Tim-3 expression level is elevated in the colonic macrophages of IBD tissues. (A) UMAP visualizations of clusters of single cells from the colonic mucosa of patients with CD or UC and healthy individuals were generated using a database for single-cell sequencing (GSE214695). (B) Percentages of Tim-3⁺ cells within each cluster were calculated. n = 6 per group.

Fig.
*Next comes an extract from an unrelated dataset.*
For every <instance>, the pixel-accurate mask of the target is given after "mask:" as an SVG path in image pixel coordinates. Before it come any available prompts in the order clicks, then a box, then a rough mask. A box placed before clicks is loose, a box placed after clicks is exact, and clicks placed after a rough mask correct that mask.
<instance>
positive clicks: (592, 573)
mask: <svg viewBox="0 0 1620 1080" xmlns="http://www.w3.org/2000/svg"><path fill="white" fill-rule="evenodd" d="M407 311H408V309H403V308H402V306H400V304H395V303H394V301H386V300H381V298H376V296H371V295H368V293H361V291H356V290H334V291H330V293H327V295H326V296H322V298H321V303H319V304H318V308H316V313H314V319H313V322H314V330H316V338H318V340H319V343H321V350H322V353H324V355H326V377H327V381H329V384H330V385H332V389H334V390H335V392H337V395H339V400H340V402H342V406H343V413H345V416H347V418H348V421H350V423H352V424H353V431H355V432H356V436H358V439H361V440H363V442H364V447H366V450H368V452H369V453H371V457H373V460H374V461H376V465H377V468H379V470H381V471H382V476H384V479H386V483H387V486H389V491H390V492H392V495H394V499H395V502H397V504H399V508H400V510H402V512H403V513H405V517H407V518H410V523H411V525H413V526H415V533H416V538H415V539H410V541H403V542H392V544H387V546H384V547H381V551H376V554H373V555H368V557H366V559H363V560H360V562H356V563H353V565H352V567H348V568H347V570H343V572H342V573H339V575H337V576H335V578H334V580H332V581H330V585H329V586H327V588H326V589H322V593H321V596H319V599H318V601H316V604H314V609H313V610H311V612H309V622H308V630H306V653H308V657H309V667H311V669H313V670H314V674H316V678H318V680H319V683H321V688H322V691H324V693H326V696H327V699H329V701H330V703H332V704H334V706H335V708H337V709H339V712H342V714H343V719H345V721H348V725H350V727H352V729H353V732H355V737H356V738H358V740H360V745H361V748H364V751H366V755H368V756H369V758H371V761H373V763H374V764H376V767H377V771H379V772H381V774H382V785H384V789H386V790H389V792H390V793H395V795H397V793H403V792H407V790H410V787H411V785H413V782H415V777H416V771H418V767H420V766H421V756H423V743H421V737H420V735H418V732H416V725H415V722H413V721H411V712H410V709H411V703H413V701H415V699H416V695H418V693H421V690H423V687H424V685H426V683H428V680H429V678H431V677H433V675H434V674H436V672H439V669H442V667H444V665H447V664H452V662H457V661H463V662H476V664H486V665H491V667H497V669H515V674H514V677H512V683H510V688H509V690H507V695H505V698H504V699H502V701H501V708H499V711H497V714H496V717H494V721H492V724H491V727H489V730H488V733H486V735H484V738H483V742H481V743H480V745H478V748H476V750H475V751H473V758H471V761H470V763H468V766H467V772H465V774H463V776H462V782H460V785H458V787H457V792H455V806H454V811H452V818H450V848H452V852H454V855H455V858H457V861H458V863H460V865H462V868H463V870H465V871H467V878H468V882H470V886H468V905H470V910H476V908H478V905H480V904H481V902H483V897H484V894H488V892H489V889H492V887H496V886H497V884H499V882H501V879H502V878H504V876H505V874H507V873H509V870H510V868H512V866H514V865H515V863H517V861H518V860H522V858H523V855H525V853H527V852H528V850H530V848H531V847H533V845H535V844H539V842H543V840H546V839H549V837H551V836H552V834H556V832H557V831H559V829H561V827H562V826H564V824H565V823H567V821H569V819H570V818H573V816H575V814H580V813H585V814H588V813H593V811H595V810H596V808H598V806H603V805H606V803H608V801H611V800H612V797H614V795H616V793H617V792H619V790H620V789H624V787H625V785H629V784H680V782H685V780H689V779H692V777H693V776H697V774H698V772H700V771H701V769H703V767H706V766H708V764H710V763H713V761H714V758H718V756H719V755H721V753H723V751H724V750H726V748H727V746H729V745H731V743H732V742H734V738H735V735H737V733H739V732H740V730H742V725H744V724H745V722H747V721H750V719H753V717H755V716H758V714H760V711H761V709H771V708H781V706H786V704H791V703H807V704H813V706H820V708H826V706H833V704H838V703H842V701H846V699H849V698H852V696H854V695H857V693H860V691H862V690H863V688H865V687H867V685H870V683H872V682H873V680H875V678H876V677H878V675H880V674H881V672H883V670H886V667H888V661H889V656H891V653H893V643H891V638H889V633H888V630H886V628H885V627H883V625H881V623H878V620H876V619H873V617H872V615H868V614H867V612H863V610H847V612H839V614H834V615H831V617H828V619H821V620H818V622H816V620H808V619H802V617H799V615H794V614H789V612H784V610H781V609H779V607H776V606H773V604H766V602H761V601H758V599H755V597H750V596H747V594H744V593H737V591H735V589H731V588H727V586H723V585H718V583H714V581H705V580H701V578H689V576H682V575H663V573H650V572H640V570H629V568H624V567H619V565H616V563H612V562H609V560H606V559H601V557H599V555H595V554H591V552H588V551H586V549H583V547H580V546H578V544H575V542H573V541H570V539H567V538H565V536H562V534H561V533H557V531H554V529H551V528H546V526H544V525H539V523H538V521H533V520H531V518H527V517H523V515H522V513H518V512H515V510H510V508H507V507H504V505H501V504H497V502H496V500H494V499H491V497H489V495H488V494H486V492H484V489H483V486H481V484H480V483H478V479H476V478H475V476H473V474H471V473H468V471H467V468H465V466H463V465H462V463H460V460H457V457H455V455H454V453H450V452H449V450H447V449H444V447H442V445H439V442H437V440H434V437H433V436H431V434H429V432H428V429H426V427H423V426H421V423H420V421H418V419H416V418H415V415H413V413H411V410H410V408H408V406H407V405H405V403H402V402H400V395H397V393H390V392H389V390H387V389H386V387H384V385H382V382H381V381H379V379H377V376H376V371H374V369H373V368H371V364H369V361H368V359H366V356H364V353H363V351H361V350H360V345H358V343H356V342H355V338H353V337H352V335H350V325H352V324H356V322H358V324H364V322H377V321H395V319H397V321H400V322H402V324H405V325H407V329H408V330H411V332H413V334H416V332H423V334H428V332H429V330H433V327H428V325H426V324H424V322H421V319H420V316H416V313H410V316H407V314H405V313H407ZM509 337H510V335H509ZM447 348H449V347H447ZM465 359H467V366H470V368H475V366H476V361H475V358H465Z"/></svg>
S2

Pharmacological inhibition of RIP1 or RIP3 alleviates colitis in macrophage Tim-3 deficient mice. (A) DAI of mice was documented daily. n = 7 mice per group. (B) Representative images of mouse colons. Colon length of each mouse was evaluated. Representative pictures were taken on day 8. n = 7 mice per group. (C) qRT-PCR examination of proinflammatory molecule expression in mouse colonic tissue isolated from WT and Tim-3^M−KO mice treated with or without Nec-1 or GSK-872. n = 7 mice per group. Data are presented as mean ± SD except for those in Fig. S2A, which are presented as mean ± SEM. *P < 0.05, **P < 0.01, versus WT colitis mice; ns, no significance versus WT colitis mice treated with pharmacological inhibition.

Fig. S3

ROS plays a critical role in macrophage Tim-3 deficiency-mediated necroptosis. (A) Immunohistochemical staining of COX2 expression in the colonic tissues of WT and Tim-3^M−KO mice. n = 7 mice per group. Scale bars: 500 μm. (B) Representative pictures of ROS levels in the HL-60 cells (n = 3). Scale bars: 500 μm. (C) Representative image of the immunofluorescence assay result for anti-p-MLKL (green) and DAPI (blue) staining (n = 3). Data were presented as the mean ± SD. *P < 0.05, **P < 0.01, ****P < 0.0001; ##P < 0.01, ####P < 0.0001; ns, no significance.